8. Emevi yapılarındaki süslemeler, tabiatçı, natüralist ve realist karakterli iken, Abbasi sanatındaki nebati motifler tabiattaki olduğu şekilleriyle değil de üsluplaştırılarak kullanılmıştır. Ayrıca, Abbasilerde geometrik ve hayali motifler de görülmeye başlamıştır. Böylece Abbasiler zamanında özellikle Samerra’daki yapılarda İslam sanatında mücerret yani soyut şekiller ve motifler yerleşmeye başlamıştır. Bu durum daha sonra Fatımi, Karahanlı, Gazneli, Selçuklularla birlikte daha da gelişerek, İslam sanatının asıl karekter ve mahiyetini kazanmasına yol açmıştır. 9. Emevi saraylarındaki resimlerin konusunu daha ziyade insan figürleri oluşturur. Hatta bunların bir kısmı erotik sahnelerdir. Abbasi saraylarında ise örneğin Cevsakü’l-Hakanî sarayında olduğu gibi insan figürleri zaman zaman kullanılmıştır. 10. Abbasiler süslemelerini genellikle alçı(ştuk) üzerine yapmışlardır. Az olmakla birlikte çini ve mozaik de kullanmışlardır.
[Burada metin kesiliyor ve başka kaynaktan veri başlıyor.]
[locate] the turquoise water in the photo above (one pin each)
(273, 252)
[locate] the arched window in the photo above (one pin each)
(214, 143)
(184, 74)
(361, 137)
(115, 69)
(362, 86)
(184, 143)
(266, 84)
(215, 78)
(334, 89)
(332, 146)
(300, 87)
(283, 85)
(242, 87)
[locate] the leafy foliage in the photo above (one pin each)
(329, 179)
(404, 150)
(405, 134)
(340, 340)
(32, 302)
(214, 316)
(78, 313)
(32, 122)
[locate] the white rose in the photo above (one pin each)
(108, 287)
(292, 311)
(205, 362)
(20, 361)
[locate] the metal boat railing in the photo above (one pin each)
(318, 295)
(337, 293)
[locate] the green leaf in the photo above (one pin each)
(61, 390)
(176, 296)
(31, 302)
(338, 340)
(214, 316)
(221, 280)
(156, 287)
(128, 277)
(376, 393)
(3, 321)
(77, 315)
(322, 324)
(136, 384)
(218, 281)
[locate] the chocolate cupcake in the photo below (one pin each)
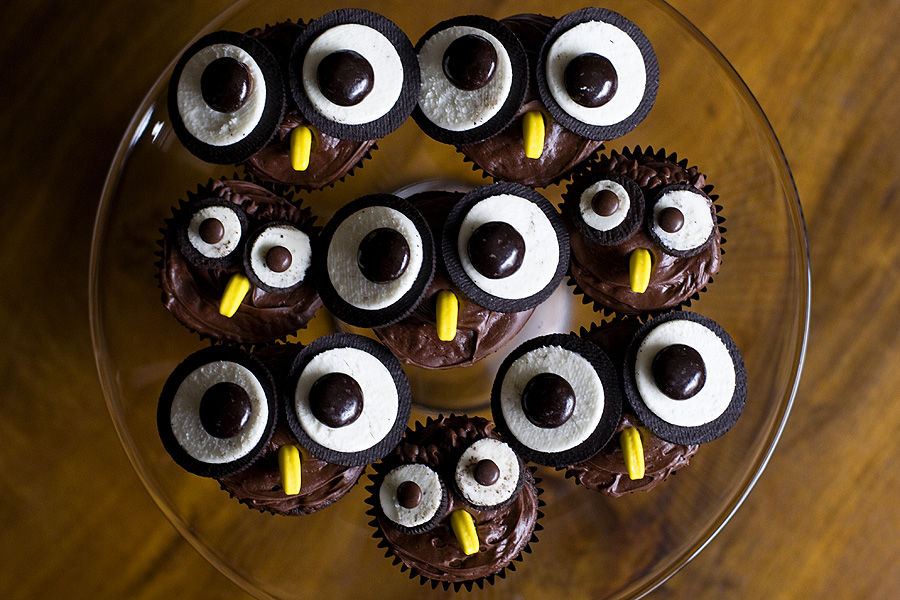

Halbuki Emeviler, eserlerini fresk(fresko) ve cam mozaiklerle süslemişlerdir. 11. Emeviler’de sütun başlıkları çok çeşitlidir. Çoğu da Hristiyan ve Roma eserlerinden devşirmedir. Abbasilerin sütun başlıkları ise lâleyi hatırlatmakta olup kendi eserleridir. 12. Emeviler döneminde türbe yapıldığı bilinmemektedir. Çünkü mezarları Abbasiler zamanında tahrip edilmiştir. Abbasilerin de ilk dönemlerinde türbe yaptıkları bilinmemektedir. Ancak, İslam mimarisindeki ilk türbenin Abbasiler zamanında yapıldığı bilinmektedir. Kubbetü’s-Süleybiye adına 862’de yapılan bu türbe sekizgen planlıdır ve kubbe ile örtülüdür.